優勝が懸かった体育祭のリレーの時よりも早く、自己最高記録を突破した体力測定の100メートル走よりも早いスピードで風を切る。


巷で話題沸騰中のアイドルグループ"NEPHRITE"のコンビニ限定アクリルスタンドが月曜日15:00から発売。
数年前から密かに応援していた私がこの情報を知らないわけがなかった。1週間前に情報が解禁されてから、何度も絶望した。なぜ学校にいる時間に発売開始するのか…。
NEPHRITEは今や女子高生の中では知らない人はいないほどの人気グループだ。全国ツアーまで成功させてメディアの露出が一気に増えた。学校が終わってから買いに行っても売り切れているに決まっている。
しかし、坂下のコンビニは駅の反対方向にあるため、まだ売れ残っている可能性が高い。
私は必死に走った。今日現代文の授業にでできたメロスのように。激流に流されようと。川なんてないけど。山賊に邪魔されようと。閑静な住宅街だけど。


コンビニの入店音が天使の祝福に聞こえる。
全速力を超えた速さで走ったから肺が痛いし吐きそう。全ての血管が脈打って全身が心臓になった気分だ。
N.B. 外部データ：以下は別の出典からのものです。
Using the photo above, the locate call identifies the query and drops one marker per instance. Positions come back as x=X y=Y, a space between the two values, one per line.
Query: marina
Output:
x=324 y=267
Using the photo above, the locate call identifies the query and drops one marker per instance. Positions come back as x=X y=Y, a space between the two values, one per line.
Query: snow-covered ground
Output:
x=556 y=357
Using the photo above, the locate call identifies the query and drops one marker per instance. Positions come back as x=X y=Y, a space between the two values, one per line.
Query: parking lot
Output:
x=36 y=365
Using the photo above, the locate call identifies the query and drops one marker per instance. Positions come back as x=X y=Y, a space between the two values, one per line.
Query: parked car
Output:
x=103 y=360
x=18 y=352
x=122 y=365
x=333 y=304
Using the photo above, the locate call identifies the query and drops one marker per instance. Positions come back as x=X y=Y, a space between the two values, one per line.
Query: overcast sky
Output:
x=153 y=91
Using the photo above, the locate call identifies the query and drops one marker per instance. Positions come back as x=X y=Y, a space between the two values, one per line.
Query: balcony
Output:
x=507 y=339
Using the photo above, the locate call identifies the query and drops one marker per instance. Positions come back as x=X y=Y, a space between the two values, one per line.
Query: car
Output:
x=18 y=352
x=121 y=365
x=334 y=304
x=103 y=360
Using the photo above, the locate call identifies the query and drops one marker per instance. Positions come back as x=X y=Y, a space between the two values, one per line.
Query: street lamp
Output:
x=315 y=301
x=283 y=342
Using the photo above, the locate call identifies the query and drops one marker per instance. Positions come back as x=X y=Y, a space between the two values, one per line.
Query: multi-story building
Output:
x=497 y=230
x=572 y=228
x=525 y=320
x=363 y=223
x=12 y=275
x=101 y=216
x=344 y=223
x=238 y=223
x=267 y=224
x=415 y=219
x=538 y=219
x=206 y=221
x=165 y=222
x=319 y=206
目を凝らして店内を見回す。
大抵イベントグッズはレジ前にあるはずだ。
しかしちょうど隣の高校の制服を着た女子高生たちがキャッキャッとレジに並んでいてよく見えない。
嫌な予感がする。そういえば隣の高校はこのコンビニのすぐそばだ。
女子高生たちの間からちらっと推しのアクスタが見えた。
まだレジ前の棚に陳列されている!
推しがこちらに手を伸ばしているのが見えた。
キラキラとまさに宝石のように輝いている。
私も震える足を一歩一歩進める。



「すみません!NEPHRITEのアクスタって残ってますか!」
女子高生たちが退店した後、荒ぶる息を抑えながら急いで店員さんを捕まえた。
店員さんは少し驚いた後、ひどく残念そうに言った。
「あーー、今ちょうど売り切れちゃいましたね…」
膝から崩れ落ちそうだった。
絶望。さっきちらって見えたのに。え、なに幻だったのあれは。
頑張って走ったのに。てか運営もなんで中途半端な時間から発売してんだよ。
誰に向けるわけでもない怒りと悲しさで胸がいっぱいになる。
今日古典の授業で習った百人一首が頭によぎる。
「めぐり逢ひて 見しやそれとも わかぬ間に
雲がくれにし 夜半の月かな」
今ほど紫式部の気持ちが分かったことはない。